At the same time, Brussels needs to show more humility in its policy agenda. European officials have largely treated “more Europe” as the default answer to any question. The mark of success for countries holding the rotating EU presidency has tended to be how many directives were adopted during their six months at the union’s helm. And whenever they’re experiencing doubt about their mission, European officials have been able to point to the decidedly deterministic clause in the EU treaty that commits members to an “ever closer union.” But that attitude is becoming increasingly self-defeating. Mats Persson, the director of Open Europe, a think tank in London, argues that if European voters always face the choice between “more Europe” and “no Europe,” then “sooner or later, they will pick the latter.” The results of the European Parliament elections appear to confirm just that.
So the key to winning over the public will be doing less, but doing it better. Indeed, Brussels should be warier of creating expectations that it cannot meet. Its pretensions of having a truly common foreign and security policy, for example, seem foolish given that its members are so openly divided on important issues, including how to deal with Russian aggression. It would be better for the EU to set limited goals and then follow through on achieving them -- as it did in eliminating roaming charges on cell phone calls across the continent.

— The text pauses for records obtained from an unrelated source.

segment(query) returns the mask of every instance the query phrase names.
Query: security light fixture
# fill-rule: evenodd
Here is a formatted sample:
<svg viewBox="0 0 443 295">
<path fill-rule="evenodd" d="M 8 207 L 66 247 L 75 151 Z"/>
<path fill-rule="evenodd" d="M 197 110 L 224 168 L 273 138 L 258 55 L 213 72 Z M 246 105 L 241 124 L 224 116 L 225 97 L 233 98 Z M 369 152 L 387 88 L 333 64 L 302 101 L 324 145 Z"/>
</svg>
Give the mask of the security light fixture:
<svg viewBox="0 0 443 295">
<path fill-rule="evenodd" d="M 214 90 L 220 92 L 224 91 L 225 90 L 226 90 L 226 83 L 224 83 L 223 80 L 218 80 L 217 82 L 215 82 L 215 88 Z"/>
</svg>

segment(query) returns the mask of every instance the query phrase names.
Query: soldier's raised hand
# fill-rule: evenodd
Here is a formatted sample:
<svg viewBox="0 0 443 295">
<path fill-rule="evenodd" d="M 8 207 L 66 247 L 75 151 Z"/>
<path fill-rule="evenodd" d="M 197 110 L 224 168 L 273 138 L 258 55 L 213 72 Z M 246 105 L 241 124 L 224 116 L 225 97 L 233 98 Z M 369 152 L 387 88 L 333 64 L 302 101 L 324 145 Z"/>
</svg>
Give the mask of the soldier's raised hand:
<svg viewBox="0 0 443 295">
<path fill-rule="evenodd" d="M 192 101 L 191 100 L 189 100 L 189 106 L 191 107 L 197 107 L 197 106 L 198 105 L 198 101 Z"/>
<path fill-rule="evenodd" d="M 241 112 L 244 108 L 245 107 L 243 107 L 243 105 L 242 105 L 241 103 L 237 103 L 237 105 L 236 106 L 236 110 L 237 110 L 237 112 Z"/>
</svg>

Fortunately, France and Germany, the historic motors of European integration, both seem to accept that the EU has been guilty of legislative overstretch. Sounding uncannily like British Prime Minister David Cameron, French President François Hollande used a televised address to the nation on May 26 to argue that the union "must be more focused on its priorities, show more efficiency where it is needed, and not add to things where it is unnecessary.” German Finance Minister Wolfgang Schäuble wrote that Brussels “shouldn’t mindlessly pursue more Europe” in an article for Die Welt on May 29.